# ASER Normalization

In [None]:
import re
import argparse
import normalization
import networkx as nx
from tqdm import tqdm
from random import sample
from collections import Counter

In [None]:
def normalize_personal_words(G: nx.DiGraph, show_possessive=True, n_info=10):
    '''
    TODO: 
    -how to utilize all the "info" of a given node? (currently only the first is used/sample "n_info" infos and use the one with largest freq)
    -examine _add_edge, the coref-info!
    '''
    nmlzer = normalization.ParsingBasedNormalizer()
    def _norm_node(node):
        node_attr = G.nodes[node]

        if isinstance(n_info, int) and n_info > 0:
            sampled_infos = [eval(sampled_info) for sampled_info in sample(node_attr['info'], min(len(node_attr['info']), n_info))]
            target_info = max(sampled_infos, key=lambda x: x['frequency'])
        else:
            # much faster
            first_info = eval(node_attr['info'][0])
            target_info = first_info

        tmp = nmlzer.get_personal_words(target_info)
        coref = nmlzer.node_person_coref(tmp, target_info)

        res = nmlzer.get_norm_node(node, coref, show_possessive)
        new_node, p2i = res['norm_node'], res['p2i']
        return new_node, p2i, coref, target_info

    def _add_node(G, G_norm, node, new_node, p2i, coref):
        node_attr = G.nodes[node]

        if G_norm.has_node(new_node): # update node freq & info
            G_norm.nodes[new_node]['freq'] += node_attr['freq']
            G_norm.nodes[new_node]['info'] = G_norm.nodes[new_node]['info'] | set(node_attr['info'])
        else: # add new node to graph, add personal coref info
            G_norm.add_node(new_node, freq=node_attr['freq'], info=set(node_attr['info']), \
                        people=coref, p2i=p2i)

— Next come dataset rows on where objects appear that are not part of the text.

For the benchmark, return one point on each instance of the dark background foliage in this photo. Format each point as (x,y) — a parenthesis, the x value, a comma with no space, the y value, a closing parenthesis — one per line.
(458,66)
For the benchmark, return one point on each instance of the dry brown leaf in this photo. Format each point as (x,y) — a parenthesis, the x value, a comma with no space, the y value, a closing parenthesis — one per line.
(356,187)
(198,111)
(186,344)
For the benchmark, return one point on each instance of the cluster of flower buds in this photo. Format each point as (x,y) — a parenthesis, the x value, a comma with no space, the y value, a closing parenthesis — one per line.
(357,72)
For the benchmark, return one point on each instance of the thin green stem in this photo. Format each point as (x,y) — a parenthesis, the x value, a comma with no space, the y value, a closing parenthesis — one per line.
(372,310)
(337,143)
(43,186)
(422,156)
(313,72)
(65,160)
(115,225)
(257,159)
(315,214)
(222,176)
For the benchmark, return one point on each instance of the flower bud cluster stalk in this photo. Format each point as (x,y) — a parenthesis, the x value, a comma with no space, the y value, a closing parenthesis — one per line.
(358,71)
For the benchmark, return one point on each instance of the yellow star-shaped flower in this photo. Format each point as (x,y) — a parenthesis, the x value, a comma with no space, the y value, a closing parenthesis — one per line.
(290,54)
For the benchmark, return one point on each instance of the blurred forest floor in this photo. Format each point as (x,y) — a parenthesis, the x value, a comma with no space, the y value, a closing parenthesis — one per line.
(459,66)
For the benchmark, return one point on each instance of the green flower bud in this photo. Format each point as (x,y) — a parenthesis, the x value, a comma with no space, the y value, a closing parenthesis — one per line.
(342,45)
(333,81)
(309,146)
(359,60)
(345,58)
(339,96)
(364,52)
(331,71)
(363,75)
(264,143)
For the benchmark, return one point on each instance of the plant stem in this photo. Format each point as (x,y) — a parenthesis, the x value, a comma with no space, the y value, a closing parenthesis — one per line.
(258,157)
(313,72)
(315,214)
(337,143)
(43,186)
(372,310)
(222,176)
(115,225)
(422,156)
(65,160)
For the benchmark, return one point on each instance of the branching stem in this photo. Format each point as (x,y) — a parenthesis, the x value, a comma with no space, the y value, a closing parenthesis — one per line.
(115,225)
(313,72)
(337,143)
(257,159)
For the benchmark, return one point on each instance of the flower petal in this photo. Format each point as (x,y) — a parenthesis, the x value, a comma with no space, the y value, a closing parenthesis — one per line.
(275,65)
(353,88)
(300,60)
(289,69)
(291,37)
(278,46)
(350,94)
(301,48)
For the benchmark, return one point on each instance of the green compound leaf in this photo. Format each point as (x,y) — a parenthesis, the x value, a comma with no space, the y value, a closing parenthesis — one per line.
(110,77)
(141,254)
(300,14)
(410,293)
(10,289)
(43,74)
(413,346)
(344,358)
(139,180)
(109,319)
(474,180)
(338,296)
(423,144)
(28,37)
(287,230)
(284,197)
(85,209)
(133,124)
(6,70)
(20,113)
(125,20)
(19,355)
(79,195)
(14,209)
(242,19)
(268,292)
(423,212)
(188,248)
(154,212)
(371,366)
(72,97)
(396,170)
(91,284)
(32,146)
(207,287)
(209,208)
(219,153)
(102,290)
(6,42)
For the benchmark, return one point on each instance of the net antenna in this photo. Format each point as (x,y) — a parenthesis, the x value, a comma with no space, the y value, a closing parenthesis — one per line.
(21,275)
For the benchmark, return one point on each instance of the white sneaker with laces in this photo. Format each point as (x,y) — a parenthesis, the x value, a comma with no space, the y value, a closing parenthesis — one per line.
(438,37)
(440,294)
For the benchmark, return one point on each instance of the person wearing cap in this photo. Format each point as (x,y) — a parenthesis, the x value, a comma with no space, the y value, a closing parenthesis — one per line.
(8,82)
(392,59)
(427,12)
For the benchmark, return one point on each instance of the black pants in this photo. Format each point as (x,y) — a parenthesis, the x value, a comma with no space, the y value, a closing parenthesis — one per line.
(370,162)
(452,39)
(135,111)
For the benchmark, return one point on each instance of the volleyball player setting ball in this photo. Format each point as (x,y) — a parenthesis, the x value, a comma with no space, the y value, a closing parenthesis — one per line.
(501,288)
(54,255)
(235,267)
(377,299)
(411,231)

    def _merge_rel_dict(d1: dict, d2: dict):
        d_merge = {}
        for key in set(d1.keys()) | set(d2.keys()):
            d_merge[key] = d1.get(key, 0) + d2.get(key, 0)
        return d_merge

    def _add_edge(G_norm, edge_attr, norm_head, norm_tail, pair_coref):
        # TODO: coref update?
        relations = edge_attr["relations"]
        if G_norm.has_edge(norm_head, norm_tail):
            coreference = G_norm.edges[norm_head, norm_tail]['coreference']
            coreference.add(str(pair_coref))    # update all pair coreference 
            G_norm.add_edge(norm_head, norm_tail,
                            relations=_merge_rel_dict(G_norm[norm_head][norm_tail]['relations'], relations),\
                            coreference=coreference)
        else:
            G_norm.add_edge(norm_head, norm_tail, relations=relations, coreference={str(pair_coref)})

    # process all nodes
    node2new_info = {}
    G_norm = nx.DiGraph()
    print('Adding normalized nodes to new graph...')
    for node in tqdm(G.nodes):
        new_node, p2i, coref, info = _norm_node(node)
        _add_node(G, G_norm, node, new_node, p2i, coref)
        node2new_info[node] = (new_node, coref, info)

    print('Adding edges to new graph...')
    for head, tail, edge_attr in tqdm(G.edges.data()):
        h_new_node, h_coref, h_info = node2new_info[head]
        t_new_node, t_coref, t_info = node2new_info[tail]

        # get pair coref
        pair_coref = nmlzer.pair_person_coref(h_coref, t_coref, h_info, t_info)
        _add_edge(G_norm, edge_attr, h_new_node, t_new_node, pair_coref)
    
    return G_norm


In [None]:
aser_path = '/home/data/jchengaj/aser_data/core_10.pickle'
output_path = '/home/data/jchengaj/aser_data/core_10_normed_poss.pickle'

In [None]:

aser = nx.read_gpickle(aser_path)
print('# node', len(aser.nodes))
print('# edge', len(aser.edges))

In [None]:
G_norm = normalize_personal_words(aser, show_possessive=True)
print('# node', len(G_norm.nodes))
print('# edge', len(G_norm.edges))
nx.write_gpickle(G_norm, output_path)